Joyland est un drame familial éclairé de Saim Sadiq qui prend place au Pakistan. Un récit de vie aux protagonistes multiples formidablement raconté. Ce premier long métrage a décroché le Prix du Jury Un Certain Regard à Cannes cette année, la Queer Palm et est le représentant contesté du Pakistan aux Oscars. La sortie du film y a été uniquement autorisée dans le district de Lahore où le film a été tourné et dans une version dont certaines scènes ont été coupées.

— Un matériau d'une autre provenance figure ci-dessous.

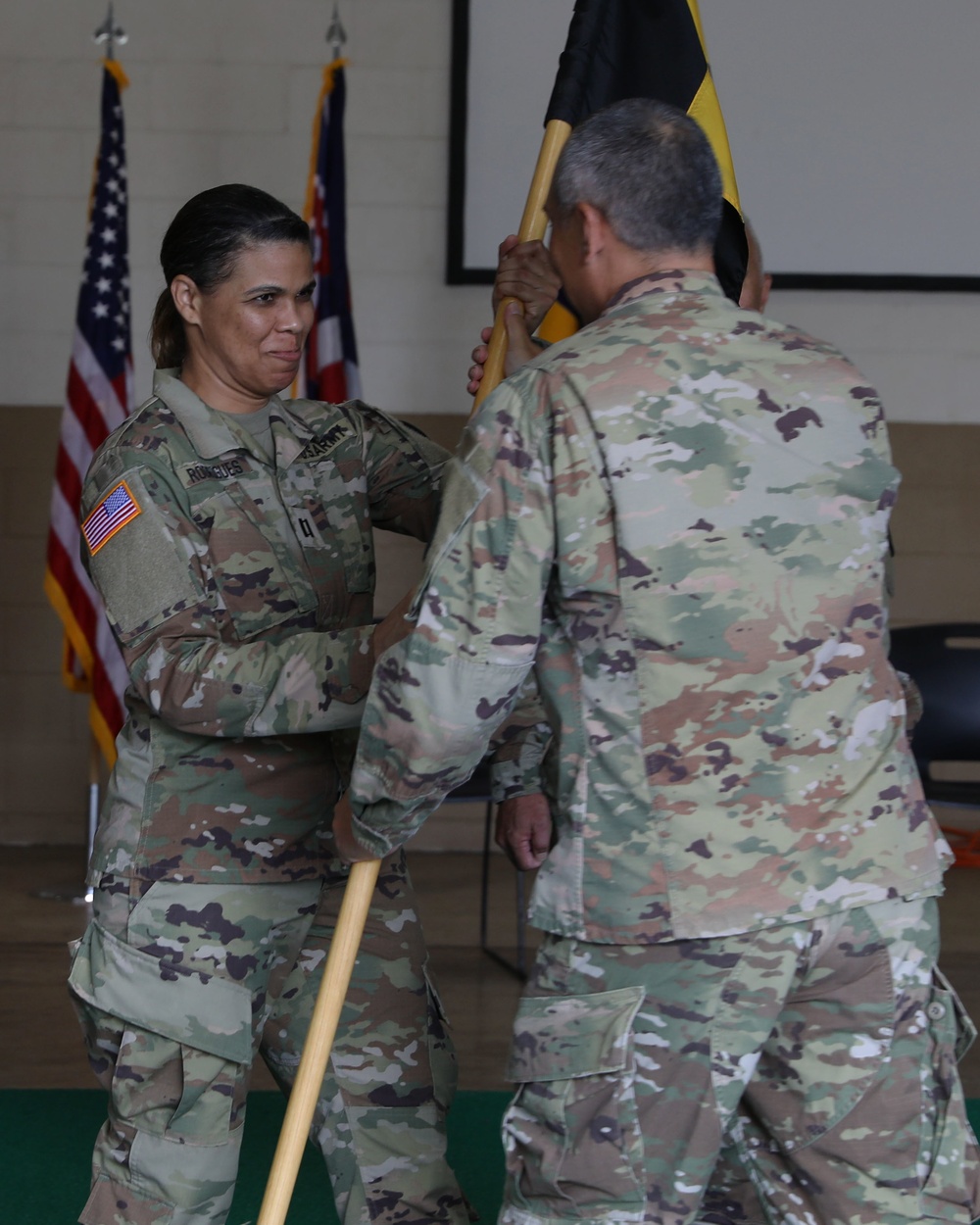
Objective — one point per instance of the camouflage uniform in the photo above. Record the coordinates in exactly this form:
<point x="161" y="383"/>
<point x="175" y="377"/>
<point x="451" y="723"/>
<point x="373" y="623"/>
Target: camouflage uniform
<point x="240" y="592"/>
<point x="677" y="518"/>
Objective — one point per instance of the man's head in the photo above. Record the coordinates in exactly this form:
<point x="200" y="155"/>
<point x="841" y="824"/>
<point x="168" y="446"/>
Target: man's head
<point x="638" y="175"/>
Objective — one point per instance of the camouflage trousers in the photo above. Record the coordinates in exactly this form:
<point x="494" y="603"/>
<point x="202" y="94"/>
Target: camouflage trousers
<point x="179" y="986"/>
<point x="802" y="1074"/>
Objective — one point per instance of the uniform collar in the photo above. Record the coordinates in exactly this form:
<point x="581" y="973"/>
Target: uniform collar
<point x="212" y="434"/>
<point x="672" y="280"/>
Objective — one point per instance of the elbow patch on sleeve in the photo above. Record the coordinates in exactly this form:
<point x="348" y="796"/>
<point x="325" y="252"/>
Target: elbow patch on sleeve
<point x="141" y="568"/>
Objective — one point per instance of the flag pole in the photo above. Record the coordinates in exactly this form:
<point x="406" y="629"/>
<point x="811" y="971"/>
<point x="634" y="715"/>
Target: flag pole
<point x="533" y="224"/>
<point x="313" y="1064"/>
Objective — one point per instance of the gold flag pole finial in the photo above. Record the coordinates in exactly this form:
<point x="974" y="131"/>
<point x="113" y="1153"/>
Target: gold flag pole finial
<point x="337" y="34"/>
<point x="111" y="33"/>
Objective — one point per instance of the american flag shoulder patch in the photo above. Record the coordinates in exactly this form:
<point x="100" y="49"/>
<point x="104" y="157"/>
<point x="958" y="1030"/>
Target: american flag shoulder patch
<point x="113" y="513"/>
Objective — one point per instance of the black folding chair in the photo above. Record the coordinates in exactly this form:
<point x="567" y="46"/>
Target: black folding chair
<point x="944" y="661"/>
<point x="476" y="789"/>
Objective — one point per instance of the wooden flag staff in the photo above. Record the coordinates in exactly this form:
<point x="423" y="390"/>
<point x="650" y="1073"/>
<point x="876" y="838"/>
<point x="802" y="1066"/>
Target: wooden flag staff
<point x="299" y="1112"/>
<point x="361" y="886"/>
<point x="533" y="224"/>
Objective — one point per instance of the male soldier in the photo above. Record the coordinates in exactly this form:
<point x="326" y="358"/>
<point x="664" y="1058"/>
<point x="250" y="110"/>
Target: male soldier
<point x="677" y="518"/>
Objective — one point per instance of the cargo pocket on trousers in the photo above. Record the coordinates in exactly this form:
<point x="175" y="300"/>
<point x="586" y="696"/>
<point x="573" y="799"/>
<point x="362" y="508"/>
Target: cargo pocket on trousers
<point x="184" y="1039"/>
<point x="571" y="1133"/>
<point x="949" y="1156"/>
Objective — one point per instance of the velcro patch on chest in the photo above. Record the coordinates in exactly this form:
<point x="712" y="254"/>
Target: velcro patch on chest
<point x="118" y="509"/>
<point x="226" y="469"/>
<point x="321" y="446"/>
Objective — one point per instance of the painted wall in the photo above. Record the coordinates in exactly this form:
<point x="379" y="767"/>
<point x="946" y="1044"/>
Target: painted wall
<point x="225" y="89"/>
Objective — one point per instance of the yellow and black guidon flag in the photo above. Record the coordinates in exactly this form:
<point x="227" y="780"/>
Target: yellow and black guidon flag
<point x="650" y="49"/>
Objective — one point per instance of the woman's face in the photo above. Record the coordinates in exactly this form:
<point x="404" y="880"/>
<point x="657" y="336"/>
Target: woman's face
<point x="249" y="331"/>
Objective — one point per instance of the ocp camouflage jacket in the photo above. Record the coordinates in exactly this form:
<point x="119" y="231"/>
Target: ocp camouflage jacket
<point x="240" y="592"/>
<point x="677" y="518"/>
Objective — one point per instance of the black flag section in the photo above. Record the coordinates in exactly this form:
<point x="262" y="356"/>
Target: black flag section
<point x="651" y="49"/>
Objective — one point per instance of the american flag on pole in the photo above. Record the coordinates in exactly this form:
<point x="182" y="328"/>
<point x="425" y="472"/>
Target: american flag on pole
<point x="99" y="397"/>
<point x="329" y="368"/>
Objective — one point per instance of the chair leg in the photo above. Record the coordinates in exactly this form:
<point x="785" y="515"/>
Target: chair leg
<point x="519" y="969"/>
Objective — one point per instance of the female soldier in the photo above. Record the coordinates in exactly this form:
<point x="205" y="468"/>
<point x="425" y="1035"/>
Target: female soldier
<point x="229" y="534"/>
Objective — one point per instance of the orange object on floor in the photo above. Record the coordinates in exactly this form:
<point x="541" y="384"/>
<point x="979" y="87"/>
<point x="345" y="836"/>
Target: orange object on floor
<point x="965" y="844"/>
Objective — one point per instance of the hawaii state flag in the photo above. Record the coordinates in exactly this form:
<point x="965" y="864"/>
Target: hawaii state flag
<point x="99" y="397"/>
<point x="329" y="368"/>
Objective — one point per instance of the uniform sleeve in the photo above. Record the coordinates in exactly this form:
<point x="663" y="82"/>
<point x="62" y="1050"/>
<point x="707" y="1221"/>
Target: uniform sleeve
<point x="439" y="696"/>
<point x="148" y="563"/>
<point x="518" y="746"/>
<point x="405" y="471"/>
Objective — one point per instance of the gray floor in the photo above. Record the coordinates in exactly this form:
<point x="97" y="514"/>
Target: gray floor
<point x="37" y="1022"/>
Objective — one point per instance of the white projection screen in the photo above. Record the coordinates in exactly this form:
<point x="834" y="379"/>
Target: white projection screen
<point x="854" y="130"/>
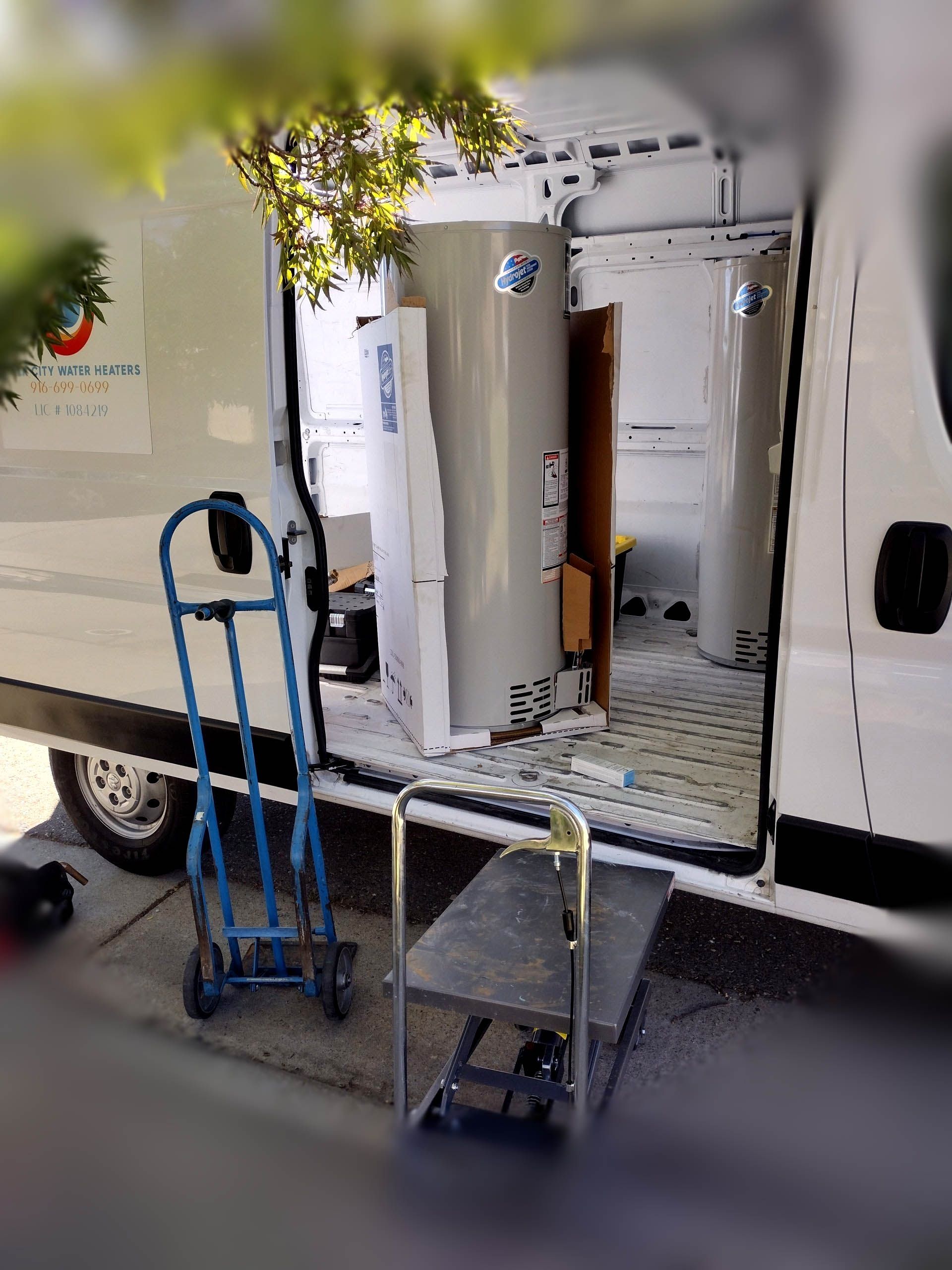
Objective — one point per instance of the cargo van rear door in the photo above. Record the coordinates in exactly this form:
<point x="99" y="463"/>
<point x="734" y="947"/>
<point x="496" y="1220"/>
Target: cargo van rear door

Joyland est le plus ancien parc d’attractions de Lahore, capitale de la province pakistanaise du Punjab ou les gens viennent oublier tous leurs soucis. Mumtaz aime travailler, mais dans ce patriarcat intraitable, il lui faudra renoncer le jour où son mari sans emploi aura retrouvé du travail. Après des années sans travailler, Haider décroche enfin un poste de danseur dans un théâtre érotique. Travail honteux aux yeux de beaucoup, il cache son activité. Il fait alors la connaissance de Biba (formidable Alina Khan), une femme transgenre avec qui il répète les chorégraphies des spectacles. Ses certitudes vont valser.
Toute la famille de Haider, Ali Junejo, vit dans la même maison, sous la direction d’un père autorisé par la société patriarcale à régir la vie de chacun. Lui et sa femme Mumtaz, Rasti Farooq, cohabitent avec le frère de Haider, Sohail Sameer, sa femme enceinte, Sarwat Gilani et leurs trois enfants. La solidarité familiale et le devoir emprisonnent le couple enjoué que forment Haider et Mumtaz, piégés dans l’obligation de répondre aux diktats d’une société écrasante. Le scénario est particulièrement précis dans l’entremêlement de vies des personnages, de leurs besoins et de leur être profond. Les protagonistes sont enfermés dans leur condition et sont souvent des êtres malheureux, empêchés, aux prises avec des obligations traditionnelles religieuses, patriarcales, qui nient l’humain. Saim Sadiq dévoile un formidable tissage de relations mis en exergue par un jeu d’acteur solide soutenu par un très bon casting qui transcende la narration.
Sous cette fiction transparait le politique, dans un monde conservateur où l’homme n’est pas libre, comme la femme et où le mariage arrangé est une norme. L’homosexualité est interdite et la transidentité malmenée.